1. Let $S$ be the set of sequences of real numbers $(z_n)$ such that $\lim z_n=0$. Show that $S$ is a subspace of $R^{\mathbb N}$.
2. Let $U=\set{(x,x,y,y)\mid x,y\in F}$, $V=\set{(x,x,x,y)\mid x,y\in F}$, and $W=\set{(x,x,y,z)\mid x,y,z\in F}$. Show that $W=U+V$. Decide whether $W=U\oplus V$ and demonstrate you are correct.

### H1 (Due Wednesday, August 31)

1. Find a complex number $z$ such that $z^2=-i$ and demonstrate you are correct.
2. In definition 1.23, change the scalar product to $(\lambda f)(x)=f(\lambda x)$. Show that the resulting variant of $F^S$ is not a vector space.
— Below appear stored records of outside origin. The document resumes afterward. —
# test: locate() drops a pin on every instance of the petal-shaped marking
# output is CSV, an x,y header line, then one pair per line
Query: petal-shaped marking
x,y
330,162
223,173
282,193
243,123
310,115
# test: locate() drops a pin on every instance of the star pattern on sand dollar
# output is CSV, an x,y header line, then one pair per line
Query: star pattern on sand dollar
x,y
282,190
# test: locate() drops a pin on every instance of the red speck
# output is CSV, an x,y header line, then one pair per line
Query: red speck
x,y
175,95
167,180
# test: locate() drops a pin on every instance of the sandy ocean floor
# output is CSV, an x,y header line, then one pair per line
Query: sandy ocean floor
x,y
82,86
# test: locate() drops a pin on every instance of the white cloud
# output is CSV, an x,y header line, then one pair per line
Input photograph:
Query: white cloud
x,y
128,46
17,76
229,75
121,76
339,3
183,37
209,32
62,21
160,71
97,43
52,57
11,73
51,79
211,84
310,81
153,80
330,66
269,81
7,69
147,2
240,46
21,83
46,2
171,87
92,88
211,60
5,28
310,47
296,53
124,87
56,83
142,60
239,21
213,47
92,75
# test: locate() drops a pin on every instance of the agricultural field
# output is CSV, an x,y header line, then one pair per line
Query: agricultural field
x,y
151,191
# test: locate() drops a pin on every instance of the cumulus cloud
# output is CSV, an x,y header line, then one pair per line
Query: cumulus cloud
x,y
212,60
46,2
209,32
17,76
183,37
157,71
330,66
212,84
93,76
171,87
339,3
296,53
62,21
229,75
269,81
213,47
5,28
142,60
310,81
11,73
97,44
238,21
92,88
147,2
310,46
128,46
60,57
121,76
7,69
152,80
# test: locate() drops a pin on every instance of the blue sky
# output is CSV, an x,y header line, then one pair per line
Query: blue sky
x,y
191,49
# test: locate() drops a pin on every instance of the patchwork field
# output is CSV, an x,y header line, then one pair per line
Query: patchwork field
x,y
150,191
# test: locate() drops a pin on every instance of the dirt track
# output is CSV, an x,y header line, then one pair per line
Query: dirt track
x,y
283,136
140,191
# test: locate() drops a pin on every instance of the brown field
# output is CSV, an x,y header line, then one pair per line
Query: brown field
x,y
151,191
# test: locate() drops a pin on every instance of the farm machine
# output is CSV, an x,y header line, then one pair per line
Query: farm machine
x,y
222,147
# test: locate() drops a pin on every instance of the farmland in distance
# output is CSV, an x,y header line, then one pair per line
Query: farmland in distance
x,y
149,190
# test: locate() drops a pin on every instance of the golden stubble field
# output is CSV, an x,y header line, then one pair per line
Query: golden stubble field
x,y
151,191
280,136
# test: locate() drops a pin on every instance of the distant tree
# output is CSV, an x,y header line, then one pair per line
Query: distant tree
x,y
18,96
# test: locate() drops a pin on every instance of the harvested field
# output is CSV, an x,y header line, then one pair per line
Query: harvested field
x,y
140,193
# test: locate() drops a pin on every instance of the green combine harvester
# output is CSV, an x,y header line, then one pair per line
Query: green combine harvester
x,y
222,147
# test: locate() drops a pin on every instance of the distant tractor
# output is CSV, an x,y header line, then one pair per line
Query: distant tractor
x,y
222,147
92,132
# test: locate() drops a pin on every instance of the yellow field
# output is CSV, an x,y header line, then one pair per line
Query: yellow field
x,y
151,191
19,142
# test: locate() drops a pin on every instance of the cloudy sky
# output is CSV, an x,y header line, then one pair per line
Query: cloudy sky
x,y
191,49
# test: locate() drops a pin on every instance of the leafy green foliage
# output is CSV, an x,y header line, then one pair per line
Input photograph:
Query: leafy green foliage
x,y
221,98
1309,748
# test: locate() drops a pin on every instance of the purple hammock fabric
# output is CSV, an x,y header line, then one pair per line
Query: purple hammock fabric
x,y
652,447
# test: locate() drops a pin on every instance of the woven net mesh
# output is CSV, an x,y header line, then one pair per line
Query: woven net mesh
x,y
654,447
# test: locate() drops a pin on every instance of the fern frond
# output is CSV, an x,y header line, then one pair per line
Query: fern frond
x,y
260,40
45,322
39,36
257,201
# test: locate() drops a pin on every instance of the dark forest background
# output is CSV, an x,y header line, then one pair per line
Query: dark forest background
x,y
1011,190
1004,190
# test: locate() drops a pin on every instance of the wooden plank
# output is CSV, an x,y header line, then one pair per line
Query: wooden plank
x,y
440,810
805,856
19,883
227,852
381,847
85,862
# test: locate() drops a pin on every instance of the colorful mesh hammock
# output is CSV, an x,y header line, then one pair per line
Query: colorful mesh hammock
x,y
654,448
3. Find a subset of $R^2$ which is closed under addition, but not under scalar multiplication. Find a subset of of $R^2$ which is closed under scalar multiplication, but not under addition. In each case demonstrate you are correct.
4. Consider the following subsets of $R^3$. If it is a subspace of $R^3$, show that it is, and otherwise show that it is not.
• $\set{(x_1,x_2,x_3)\mid x_1=x_2}$
• $\set{(x_1,x_2,x_3)\mid x_1=1}$
• $\set{(x_1,x_2,x_3)\mid x_1x_2x_3=0}$
• $\set{(x_1,x_2,x_3)\mid x_1+x_2+x_3=0}$
• $\set{(x_1,x_2,x_3)\mid x_1\leq x_2\leq x_3}$
5. (Similar to 1.C.20) Let $U$ be the following subspace of $R^4$: $U=\set{(x_1,x_2,x_3,x_4)\mid x_1=x_2}$. Find a subspace $V$ of $R^4$ such that $U\oplus V=R^4$.